Just to be clear, I was never a big fan of Obamacare. The legislation was way too long, detailed and cumbersome. It consumed over 2000 pages in written length from the start, which can never be a good thing.While the intent of the Affordable Care Act was admirable, i.e., to provide universal health care so that even the poor could receive quality medical treatment when sick, the methods devised under Obamacare were just too bureaucratic and crushing to function smoothly. Too many hoops had to be jumped through to make it work. The most rational method of providing medical treatment to all Americans regardless of their financial circumstances, would have been to establish what’s called a single payer system, run by the government. A system that every first world country on the planet already employs. Except us, of course.

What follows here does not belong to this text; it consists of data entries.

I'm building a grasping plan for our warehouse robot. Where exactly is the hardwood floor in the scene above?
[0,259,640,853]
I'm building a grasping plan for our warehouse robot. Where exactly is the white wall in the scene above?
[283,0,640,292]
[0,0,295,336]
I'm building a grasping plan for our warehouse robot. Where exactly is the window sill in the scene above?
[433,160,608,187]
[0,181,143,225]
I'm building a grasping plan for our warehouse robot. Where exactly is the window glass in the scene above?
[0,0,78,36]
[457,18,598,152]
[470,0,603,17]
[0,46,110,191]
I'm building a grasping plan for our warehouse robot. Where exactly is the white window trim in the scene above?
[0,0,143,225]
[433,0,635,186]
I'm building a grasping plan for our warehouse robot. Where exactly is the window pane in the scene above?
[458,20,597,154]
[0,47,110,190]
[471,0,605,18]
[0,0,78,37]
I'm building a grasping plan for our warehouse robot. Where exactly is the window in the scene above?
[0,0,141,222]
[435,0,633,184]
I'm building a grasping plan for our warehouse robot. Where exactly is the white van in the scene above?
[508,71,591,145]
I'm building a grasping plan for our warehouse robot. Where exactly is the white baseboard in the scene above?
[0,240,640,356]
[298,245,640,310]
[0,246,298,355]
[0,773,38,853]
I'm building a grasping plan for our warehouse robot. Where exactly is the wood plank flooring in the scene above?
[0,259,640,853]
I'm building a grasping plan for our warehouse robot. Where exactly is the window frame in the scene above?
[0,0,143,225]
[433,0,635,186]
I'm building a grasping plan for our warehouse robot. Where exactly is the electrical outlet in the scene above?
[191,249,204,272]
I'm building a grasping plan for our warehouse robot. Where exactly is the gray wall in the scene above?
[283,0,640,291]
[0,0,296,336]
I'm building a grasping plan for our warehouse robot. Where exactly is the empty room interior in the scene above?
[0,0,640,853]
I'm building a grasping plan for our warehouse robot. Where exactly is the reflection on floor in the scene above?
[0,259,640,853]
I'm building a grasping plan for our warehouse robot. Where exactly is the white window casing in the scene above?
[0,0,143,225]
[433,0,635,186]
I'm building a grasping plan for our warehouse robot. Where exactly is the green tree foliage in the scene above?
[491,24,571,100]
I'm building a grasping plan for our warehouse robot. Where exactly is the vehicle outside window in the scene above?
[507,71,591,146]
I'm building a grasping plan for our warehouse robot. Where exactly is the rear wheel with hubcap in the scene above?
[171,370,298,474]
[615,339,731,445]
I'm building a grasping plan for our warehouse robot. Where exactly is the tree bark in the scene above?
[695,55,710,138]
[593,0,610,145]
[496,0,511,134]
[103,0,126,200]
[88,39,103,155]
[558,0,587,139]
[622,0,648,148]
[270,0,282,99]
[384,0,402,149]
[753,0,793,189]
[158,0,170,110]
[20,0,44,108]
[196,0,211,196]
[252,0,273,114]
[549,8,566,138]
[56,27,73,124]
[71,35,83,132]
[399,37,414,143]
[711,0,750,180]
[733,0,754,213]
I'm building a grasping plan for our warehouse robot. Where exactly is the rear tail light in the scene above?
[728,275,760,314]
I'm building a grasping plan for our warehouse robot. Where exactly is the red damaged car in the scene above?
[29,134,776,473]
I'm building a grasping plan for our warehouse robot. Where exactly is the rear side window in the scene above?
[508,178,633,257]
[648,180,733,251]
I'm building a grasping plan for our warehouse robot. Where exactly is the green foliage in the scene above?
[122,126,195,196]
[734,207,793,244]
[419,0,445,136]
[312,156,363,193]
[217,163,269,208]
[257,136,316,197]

Under single-payer, if you get sick, you visit the doctor or hospital of your choice. Same thing if you need a medical check-up. If you have a toothache or need a cleaning you make an appointment with your dentist. No insurance to buy, no forms to fill out. The hospital, doctor or dentist would then submit the bill to the government for services rendered. The government would then turn those bills over to designated insurance organizations who would reimburse the health professionals performing the services in question. No fuss, no muss. A system, as I’ve said, used in Canada, and throughout almost all of Europe and Asia. But how would we pay for all of this without levying harsh new tax burdens, you might ask. Again, not a problem.
The way its done in those countries embracing universal health care is to establish about a 5-10% value-added tax, which is like a sales tax on manufactured goods, usually at each step of the manufacturing process. Won’t this add significantly to the cost of purchasing such products? No, not really. While the actual cost of manufacture may increase, these costs would be more than off-set by U.S. companies not being required to offer health insurance for their employees. The savings to companies in no longer providing health coverage for their workers would be dramatic and probably exceed the increased costs of manufacture. That’s why, for example, Japanese auto companies such as Toyota and Nissan can often out-compete their American counterparts such as G.M., Ford and Chrysler. They incur no health insurance costs.Today about 190 million Americans receive their health insurance from the companies they work for. That huge burden on U.S. commerce would be lifted under a single-payer system.
But, of course, legislating such a simple health care system would be far too rational for the U.S. political arena to cope with. Instead, the Ryan plan’s replace part of “repeal and replace” mumbles something about providing “tax credits” to those too poor to afford health insurance premiums. Never mind that nearly half the country pays no income tax. I suppose that some sort of negative tax system would have to be established, similar to the Earned Income Tax benefits that now go to low income wage earners. And even these would phase out in about 2 or 3 years. The very heart of Obamacare that has had the Republican establishment so upset all these years, is that it provides the poor with cash subsidies that enable them to purchase health insurance. As flawed as the law is, about 20 million people who previously had no health plan, have signed on to Obamacare since its enactment, many through Medicaid. But a large part of the GOP establishment is dead set against health care subsidies and enhanced Medicaid enrollments. A group of about 50 GOP hardcore right-wingers in the House are calling the Ryan plan “Obamacare Lite” and are refusing to support it, because it provides some minimal subsidies. Some Republicans in the Senate are also unhappy. After all, they reason, the poor are used to getting the short end of the stick anyhow. What harm would there be with another poke in the eye. The fun just never ends.
One other thing. Our esteemed President Trump, (that phrase still claws at the very fabric of the universe) made some comment the other day that he didn’t know that health care could be so complicated. Who knew? Who knew that water insists on running downhill instead of uphill? Who knew that the sky was blue instead of orange. Who knew that standing in the rain without an umbrella will get you wet? Who could know such things?